High-Resolution Audio: FAQs Part 1
In preparation of my consumer guide to “High-Resolution Audio” handout, I’m going to include a frequently asked questions section. Here’s the first part of two:
1. What is High-Resolution Audio?
High-Resolution Audio describes recordings that have been recorded and released using technologies that meet or exceed the capabilities of human hearing with regards to frequency response, dynamic range, temporal accuracy, and spatial distribution.
2. What isn’t High-Resolution Audio?
High-Resolution Audio is not old, standard-resolution analog or digital recordings – including analog tape, vinyl LPs or CDs – that have been upconverted or transferred to high specification digital formats (minimum of 88.2|96 kHz/24-bit PCM or 5.6 MHz DSD). The fidelity of old master remains at the fidelity of the originals…standard-resolution.
3. What are the differences between existing music formats and High-Resolution Audio?
Lossy compressed file formats like MP3, AAC, and OGG discard some elements of the music, which results in smaller files with lower fidelity. CDs don’t lose any information and can sound terrific but are unable to meet the capabilities of human hearing. High-Resolution Audio raises the bar to a level that offers artists, engineers, producers, and labels the potential to provide “real world” fidelity to consumers for the first time. There is increased dynamic range, extended frequency range, more accurate timing, and and better spatial distribution when compared to lossy MP3s and even compact discs..
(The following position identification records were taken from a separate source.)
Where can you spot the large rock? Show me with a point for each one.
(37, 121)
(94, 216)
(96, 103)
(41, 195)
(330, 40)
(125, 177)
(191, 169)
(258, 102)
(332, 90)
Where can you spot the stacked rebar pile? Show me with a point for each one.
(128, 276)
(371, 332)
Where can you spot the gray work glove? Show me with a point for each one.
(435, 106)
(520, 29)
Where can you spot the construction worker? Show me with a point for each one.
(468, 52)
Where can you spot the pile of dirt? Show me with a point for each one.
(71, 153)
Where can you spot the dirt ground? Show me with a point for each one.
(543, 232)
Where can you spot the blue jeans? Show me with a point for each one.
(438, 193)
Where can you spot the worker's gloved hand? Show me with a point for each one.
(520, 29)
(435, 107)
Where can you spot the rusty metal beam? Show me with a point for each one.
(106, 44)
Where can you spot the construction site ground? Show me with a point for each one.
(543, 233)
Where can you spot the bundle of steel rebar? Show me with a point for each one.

4. How do the major labels and industry organizations define High-Resolution Audio?
Their definition states, High-Resolution Audio is defined as “lossless audio that is capable of reproducing the full range of sound from recordings that have been mastered from better than CD quality music sources.”
They also discuss “master quality descriptors” that describe the types of formats that can be used as sources for high-res audio. One of them is MQ-A. It allows any analog source from any era to be used as a source for High-Resolution Audio. Another is MQ-C. Despite the prohibition stated above, compact discs can also be used as a source for HRA. How can something that is supposed to be “better than CD quality” be supplied by a CD? This definition is inaccurate, confusing, self-contradictory, and has been widely criticized.
The labels and organizations would prefer to have hardware companies, digital music stores, and streaming services adopt a definition for High-Resolution Audio that includes virtually ALL recordings ever made regardless of the fidelity of the files as long as they are transferred to large digital files. Consumers and media outlets have failed to understand the critically important sequential link between source fidelity and the specification of the delivery file. Higher specifications don’t elevate the fidelity of the original.
5. Will I be able to hear any differences between what I’ve been listening to and the new High-Resolution Audio format?
The sonic differences between what you’re used to listening to and bona fide High-Resolution Audio files is subtle and difficult to hear unless you have a high-end playback system and have been trained to hear the additional fidelity.
However, many of the “so-called” High-Resolution Audio files offered for sale are derived from standard-resolution analog audio sources and don’t benefit from the higher specifications. They represent the highest fidelity currently available – Master Source Quality – but fail to meet the higher requirements of real High-Resolution Audio.
The high-resolution digital download sites are supplied new transfers from analog tape to high spec digital files. Sometimes they are remastered and other times they are simply transferred.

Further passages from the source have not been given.